For someone with impaired eyesight, the lack of adequate embossing or engraving on the new Rs 500 and Rs 2,000 notes makes it difficult to differentiate between the notes, said an official of National Association for the Blind (NAB).
“After the decision (of scrapping the old Rs 500 and Rs 1,000 notes) was announced in November, I approached the union government to ensure that new notes have some embossing, engraving or inscription which can be sensed by fingers.
“I was told this demand will be addressed, but to date, no steps have been taken to address our problem,” said Joaquim Rapose, national secretary of NAB.
“I was also told (later) that new batch of notes will have necessary changes, but we have not noticed any change so far,” Rapose told PTI.
As per the state development and finance corporation for the disabled, there are 5.74 lakh persons with visual disability in Maharashtra alone.
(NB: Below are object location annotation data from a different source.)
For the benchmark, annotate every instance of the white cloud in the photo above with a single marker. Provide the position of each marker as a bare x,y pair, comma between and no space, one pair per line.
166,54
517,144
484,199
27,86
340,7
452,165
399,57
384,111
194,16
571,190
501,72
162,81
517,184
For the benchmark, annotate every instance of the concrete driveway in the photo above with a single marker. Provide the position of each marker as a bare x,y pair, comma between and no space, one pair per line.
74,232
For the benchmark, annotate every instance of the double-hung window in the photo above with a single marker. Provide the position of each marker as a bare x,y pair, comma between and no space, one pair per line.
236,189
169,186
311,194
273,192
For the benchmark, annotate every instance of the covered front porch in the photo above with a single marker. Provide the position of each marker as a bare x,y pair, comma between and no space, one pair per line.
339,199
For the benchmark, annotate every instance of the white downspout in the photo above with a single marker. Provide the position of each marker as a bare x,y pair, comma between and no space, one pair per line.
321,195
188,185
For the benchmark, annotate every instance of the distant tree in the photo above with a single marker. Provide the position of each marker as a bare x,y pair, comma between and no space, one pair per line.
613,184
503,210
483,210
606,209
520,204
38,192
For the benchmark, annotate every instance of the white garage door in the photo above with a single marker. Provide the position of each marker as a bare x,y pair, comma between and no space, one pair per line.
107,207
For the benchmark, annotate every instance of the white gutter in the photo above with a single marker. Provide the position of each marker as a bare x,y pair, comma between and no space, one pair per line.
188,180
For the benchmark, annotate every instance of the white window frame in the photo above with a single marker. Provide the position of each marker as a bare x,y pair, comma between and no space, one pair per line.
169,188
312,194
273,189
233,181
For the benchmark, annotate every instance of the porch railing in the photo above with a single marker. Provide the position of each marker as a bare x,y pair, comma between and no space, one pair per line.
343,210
“The government data says there are 80 lakh people in the country who are visually challenged. Unfortunately, their issues and woes are not taken into consideration when printing new notes,” he said.
“The old notes had proper embossing. The visually disabled persons could differentiate them. With new notes, the size has changed and there are no visually challenged-friendly markings,” Rapose said.
Dr Sam Taraporewala, head of the department at Xavier’s Resource Centre for the Visually Challenged said, “Unlike European countries or the US, we still do not have currency recognisers (note-reading machines). It is true that the new currency notes have been creating a problem for the visually disabled persons.”
Shrikant Jadhav, who suffers from 100% blindness, said, “I have been using notes daily for the last 15 years. Suddenly the size is changed and the new notes are not at all friendly for us. I cannot ask some stranger to recognise the note for me. I am vulnerable when I am travelling alone by auto rickshaw or taxi. The digital payment system for public transport is not much useful to people like me.”
Teachers at schools for the visually challenged agree. “We are trying to train our students....people approach us to find out how to differentiate new notes. Some could learn it, but most of the disabled persons are struggling because there is no embossing or engraving,” said a teacher from a Mumbai-based school, speaking on the condition of anonymity.